Literally within a few minutes there was some life from the air-stone. I went out for a few hours, and blimey when I came back it was going absolutely bonkers, tiny little bubbles streaming out.

Now it works I need to move my air-stone to somewhere less visible. 










I’m having a read about where to place it:

1) Just next to the filter intake – the bubbles go up the filter inlet, get absorbed in the water throughout the canister, and the CO2 rich water squirted out of the spray-bar around the tank.

2) At the back, central, under the spray-bar – the bubbles rise, then get whacked around the tank with the flow of the water.

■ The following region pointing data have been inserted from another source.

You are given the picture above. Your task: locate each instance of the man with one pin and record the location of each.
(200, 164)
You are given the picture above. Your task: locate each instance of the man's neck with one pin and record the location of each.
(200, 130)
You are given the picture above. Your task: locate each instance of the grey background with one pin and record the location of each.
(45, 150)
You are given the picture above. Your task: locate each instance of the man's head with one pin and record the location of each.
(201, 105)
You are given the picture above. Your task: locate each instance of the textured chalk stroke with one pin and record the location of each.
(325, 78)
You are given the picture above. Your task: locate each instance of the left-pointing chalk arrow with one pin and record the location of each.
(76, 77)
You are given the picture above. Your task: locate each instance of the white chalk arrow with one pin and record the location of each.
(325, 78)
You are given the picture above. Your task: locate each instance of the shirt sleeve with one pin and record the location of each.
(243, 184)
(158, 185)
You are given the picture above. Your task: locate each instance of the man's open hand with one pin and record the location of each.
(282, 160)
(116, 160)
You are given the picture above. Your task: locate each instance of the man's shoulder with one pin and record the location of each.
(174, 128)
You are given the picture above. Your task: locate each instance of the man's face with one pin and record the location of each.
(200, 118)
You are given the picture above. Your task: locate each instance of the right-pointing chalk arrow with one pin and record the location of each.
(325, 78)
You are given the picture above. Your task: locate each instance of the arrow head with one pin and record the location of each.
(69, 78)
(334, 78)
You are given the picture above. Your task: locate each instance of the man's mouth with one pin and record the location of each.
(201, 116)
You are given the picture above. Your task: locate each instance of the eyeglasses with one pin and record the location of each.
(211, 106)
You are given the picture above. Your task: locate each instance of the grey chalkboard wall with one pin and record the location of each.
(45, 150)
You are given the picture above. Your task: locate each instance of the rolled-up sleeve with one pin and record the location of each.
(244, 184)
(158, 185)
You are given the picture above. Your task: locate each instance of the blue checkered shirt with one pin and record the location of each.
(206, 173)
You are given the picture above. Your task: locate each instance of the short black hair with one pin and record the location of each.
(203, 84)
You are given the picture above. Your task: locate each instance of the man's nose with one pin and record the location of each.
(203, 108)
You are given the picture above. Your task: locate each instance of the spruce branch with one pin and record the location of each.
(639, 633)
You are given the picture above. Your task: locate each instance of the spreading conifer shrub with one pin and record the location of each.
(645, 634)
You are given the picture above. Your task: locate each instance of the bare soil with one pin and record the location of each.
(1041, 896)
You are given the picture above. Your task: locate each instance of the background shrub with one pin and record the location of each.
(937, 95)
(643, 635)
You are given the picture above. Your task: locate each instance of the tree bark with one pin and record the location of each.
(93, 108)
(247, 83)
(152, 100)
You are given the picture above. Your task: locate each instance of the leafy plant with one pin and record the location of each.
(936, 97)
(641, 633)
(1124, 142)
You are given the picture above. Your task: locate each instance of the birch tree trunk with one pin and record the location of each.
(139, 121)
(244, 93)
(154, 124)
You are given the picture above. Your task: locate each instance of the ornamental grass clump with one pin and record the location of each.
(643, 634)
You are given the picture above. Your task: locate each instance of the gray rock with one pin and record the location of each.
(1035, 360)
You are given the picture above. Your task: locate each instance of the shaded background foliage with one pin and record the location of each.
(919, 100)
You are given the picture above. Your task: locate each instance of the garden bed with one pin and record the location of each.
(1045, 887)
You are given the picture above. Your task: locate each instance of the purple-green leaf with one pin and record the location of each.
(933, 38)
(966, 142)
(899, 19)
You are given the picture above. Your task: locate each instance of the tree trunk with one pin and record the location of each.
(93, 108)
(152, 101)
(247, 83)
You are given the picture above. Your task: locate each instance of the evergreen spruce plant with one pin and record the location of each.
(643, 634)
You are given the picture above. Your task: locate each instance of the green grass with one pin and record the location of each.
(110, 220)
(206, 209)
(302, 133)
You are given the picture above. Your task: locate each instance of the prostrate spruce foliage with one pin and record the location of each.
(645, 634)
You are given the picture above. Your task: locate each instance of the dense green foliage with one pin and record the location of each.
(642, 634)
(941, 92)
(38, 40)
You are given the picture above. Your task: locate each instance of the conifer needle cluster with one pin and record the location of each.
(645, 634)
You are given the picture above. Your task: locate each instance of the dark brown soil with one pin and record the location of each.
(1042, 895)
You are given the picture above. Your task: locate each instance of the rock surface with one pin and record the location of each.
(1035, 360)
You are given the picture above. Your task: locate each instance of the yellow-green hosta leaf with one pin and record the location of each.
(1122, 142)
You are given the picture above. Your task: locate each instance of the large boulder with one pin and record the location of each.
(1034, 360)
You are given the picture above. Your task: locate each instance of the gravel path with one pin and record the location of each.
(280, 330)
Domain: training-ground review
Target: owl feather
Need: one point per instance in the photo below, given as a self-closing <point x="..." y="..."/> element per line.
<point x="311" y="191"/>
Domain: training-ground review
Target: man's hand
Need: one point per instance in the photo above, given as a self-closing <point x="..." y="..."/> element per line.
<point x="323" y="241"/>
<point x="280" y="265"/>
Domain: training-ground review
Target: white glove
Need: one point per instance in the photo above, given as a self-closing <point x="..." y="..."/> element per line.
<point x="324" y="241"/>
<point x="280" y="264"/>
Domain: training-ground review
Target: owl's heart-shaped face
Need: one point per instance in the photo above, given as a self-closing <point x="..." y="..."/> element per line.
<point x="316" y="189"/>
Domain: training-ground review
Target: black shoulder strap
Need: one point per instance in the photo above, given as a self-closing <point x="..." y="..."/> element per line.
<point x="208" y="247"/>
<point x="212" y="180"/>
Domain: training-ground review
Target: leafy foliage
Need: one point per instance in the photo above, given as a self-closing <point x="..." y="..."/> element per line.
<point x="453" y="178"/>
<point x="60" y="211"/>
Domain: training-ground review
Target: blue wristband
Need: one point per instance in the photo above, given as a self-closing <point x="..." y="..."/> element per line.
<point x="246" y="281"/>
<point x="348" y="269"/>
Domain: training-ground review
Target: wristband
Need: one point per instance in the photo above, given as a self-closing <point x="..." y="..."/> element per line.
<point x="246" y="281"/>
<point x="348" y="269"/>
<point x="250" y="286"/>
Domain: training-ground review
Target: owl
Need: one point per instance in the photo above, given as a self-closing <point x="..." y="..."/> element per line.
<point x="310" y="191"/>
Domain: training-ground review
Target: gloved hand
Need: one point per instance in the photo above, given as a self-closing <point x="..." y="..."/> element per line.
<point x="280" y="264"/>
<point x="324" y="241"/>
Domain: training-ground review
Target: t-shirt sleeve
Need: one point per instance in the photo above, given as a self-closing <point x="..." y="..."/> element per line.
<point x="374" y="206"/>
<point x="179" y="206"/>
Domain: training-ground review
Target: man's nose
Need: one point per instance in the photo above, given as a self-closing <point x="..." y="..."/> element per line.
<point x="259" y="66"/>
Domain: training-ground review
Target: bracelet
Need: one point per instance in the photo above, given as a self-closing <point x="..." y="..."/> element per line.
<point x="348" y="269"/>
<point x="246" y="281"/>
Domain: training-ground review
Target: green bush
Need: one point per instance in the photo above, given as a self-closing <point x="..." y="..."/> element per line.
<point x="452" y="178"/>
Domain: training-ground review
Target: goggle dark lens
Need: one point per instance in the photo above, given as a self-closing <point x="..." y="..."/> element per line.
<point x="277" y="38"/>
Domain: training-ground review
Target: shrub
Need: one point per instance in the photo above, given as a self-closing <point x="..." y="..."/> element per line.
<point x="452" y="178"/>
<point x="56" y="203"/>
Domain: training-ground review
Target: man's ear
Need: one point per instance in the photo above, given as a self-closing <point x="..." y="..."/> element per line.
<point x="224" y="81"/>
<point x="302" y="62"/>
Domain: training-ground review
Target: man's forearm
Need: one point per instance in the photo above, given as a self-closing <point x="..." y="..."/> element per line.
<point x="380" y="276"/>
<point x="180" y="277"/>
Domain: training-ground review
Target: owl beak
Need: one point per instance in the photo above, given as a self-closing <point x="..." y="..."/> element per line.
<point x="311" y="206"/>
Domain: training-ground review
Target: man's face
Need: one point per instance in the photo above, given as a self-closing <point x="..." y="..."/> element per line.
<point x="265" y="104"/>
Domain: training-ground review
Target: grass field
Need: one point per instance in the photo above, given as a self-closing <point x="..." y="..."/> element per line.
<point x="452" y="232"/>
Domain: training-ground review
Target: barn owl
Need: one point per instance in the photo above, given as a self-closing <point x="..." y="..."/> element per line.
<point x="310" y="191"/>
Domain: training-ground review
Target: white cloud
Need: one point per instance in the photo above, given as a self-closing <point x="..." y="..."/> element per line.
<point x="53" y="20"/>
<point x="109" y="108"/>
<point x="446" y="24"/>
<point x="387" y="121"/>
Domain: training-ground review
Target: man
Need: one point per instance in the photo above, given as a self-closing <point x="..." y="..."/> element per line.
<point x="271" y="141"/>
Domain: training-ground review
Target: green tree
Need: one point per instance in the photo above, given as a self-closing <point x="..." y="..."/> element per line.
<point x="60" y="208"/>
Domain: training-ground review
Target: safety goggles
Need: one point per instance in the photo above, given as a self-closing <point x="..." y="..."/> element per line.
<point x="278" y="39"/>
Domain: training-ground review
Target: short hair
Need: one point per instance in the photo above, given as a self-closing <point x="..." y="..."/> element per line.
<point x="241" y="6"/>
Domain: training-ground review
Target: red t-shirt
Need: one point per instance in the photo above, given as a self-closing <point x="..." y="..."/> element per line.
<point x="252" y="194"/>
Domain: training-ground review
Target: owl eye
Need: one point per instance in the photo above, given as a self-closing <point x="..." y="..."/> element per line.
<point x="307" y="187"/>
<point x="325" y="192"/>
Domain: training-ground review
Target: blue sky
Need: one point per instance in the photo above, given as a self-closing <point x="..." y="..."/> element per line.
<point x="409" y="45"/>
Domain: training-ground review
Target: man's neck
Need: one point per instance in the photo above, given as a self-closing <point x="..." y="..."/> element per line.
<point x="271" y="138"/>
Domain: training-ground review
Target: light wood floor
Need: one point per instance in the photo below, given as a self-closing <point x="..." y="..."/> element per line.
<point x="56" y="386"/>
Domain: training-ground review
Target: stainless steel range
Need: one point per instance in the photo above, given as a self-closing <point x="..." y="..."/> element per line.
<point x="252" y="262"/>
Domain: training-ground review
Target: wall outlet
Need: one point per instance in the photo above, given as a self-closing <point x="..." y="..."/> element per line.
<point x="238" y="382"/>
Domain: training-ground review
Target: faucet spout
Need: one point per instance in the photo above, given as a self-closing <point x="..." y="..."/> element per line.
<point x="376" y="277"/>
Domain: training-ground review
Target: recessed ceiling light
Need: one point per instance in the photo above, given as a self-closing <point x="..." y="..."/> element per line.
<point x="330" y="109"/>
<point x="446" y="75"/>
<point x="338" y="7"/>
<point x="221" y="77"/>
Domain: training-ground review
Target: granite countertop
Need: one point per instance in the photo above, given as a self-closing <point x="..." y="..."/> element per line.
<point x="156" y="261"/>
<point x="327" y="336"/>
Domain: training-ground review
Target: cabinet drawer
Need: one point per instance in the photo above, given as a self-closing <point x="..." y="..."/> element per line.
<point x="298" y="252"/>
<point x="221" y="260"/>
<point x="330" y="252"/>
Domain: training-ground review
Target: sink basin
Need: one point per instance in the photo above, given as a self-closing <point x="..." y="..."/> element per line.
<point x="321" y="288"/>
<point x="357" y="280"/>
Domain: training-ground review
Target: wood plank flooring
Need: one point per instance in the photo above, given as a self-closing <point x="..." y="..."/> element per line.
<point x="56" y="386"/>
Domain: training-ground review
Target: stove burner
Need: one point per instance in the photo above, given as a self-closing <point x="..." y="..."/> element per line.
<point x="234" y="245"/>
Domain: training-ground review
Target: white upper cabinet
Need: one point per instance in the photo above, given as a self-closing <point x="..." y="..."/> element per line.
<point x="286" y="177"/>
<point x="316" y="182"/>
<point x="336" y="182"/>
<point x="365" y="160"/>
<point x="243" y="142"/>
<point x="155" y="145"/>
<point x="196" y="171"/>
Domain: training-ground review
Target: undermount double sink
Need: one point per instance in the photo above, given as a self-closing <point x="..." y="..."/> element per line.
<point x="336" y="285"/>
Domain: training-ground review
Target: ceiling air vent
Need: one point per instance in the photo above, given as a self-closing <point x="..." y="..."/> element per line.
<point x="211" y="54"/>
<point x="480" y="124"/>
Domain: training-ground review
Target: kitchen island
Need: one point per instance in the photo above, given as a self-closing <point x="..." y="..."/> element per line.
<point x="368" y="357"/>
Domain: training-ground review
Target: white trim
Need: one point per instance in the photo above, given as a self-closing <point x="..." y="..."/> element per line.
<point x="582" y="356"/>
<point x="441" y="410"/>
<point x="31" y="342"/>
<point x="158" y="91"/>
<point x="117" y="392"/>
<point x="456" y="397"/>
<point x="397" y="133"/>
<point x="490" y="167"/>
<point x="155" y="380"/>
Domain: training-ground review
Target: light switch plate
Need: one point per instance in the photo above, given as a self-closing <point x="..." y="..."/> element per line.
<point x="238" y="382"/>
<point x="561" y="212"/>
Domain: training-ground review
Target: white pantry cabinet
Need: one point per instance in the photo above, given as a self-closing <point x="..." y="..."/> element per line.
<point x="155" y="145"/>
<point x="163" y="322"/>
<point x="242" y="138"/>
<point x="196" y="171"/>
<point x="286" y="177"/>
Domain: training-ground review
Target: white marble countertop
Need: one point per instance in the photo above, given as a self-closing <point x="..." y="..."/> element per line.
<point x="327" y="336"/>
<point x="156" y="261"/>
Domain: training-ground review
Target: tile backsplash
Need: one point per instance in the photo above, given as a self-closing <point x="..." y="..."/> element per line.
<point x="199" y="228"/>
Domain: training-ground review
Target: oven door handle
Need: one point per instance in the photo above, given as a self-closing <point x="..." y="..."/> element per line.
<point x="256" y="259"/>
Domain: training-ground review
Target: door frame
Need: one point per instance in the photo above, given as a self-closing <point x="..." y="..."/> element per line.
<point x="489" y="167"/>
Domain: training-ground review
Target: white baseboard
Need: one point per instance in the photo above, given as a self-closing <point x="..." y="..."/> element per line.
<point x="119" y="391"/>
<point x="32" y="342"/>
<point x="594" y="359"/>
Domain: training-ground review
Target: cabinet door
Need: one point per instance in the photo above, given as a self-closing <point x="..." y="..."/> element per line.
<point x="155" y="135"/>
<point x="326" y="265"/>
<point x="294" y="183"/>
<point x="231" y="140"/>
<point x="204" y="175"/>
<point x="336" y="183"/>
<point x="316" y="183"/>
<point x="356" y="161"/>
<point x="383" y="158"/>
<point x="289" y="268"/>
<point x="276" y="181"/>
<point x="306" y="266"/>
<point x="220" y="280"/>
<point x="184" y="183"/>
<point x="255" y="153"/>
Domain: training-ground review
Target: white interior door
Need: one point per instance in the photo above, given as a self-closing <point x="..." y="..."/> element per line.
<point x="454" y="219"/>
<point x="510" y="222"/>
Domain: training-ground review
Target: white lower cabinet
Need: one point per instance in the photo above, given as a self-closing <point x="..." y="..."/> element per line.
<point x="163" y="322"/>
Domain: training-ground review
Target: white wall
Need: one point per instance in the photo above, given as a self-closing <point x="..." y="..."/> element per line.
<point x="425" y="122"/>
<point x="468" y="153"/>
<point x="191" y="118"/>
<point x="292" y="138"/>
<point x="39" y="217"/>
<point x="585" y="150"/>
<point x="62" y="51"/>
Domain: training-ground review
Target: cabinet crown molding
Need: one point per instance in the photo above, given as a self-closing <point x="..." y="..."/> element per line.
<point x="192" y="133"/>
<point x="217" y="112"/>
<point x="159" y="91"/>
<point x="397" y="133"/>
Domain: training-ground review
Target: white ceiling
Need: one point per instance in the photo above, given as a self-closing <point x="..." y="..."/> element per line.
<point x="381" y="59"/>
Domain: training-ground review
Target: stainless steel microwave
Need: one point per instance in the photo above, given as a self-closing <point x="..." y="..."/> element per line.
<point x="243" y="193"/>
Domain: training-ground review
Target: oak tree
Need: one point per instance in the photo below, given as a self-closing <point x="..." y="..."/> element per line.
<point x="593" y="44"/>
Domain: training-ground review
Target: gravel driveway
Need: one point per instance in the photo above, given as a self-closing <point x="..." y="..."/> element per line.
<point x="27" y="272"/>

I think that I’ll go for option 2, unless anyone screams that I'm making a massive mistake.

I took a video of it this morning.
http://www.youtube.com/watch?v=j3HbDIfzKzw

(can't rotate it by 90 degrees - I don't have some anti-gravity weird set up)

I may have to quickly knock up a drop-checker just to see how much is getting produced as at the moment I have absolutely no idea.

And finally ....... the standard full tank shot. My plants are starting to fill out nicely now, and by the time I get home tonight I fully expect it to be a fully-grown out paradise as that's what happens when you add CO2 isn't it ?


----------



## zoragen (Nov 3, 2009)

Very nice! But you should have taken some pics of the rocks also:icon_lol:


----------



## re_hashed (May 31, 2007)

Just a quick update. The plants seem to be going great guns.

The reddish ones at the front have started sprouting leaves from the central cluster, and there are some more starting to come outwards.



















and my little green ones that I salvaged from my previous tank have seem to have taken off, and shooting runners all over the place:










Everything seems to be going great guns (touch wood). I've started dosing Flourish and Excel as the general consensus seems to be this is what I'm supposed to do when using any form of CO2. 

I think that I may have hit a fluke at the moment as nothing seems to have gone/been going wrong.

And finally ..... the obligatory full tank shot (which actually looking back has actually filled out bit.)

(There are some fish in there, it's just that when anyone goes near them they go bonkers at the top thinking that they're getting fed)


----------



## re_hashed (May 31, 2007)

Update as of a few minutes ago:

*Water Parameters* - everything's pretty much settled down over time as expected. I won't bother to post the results. I'll keep checking weekly and writing them down in the little booklet that was supplied to see if anything out of the ordinary happens.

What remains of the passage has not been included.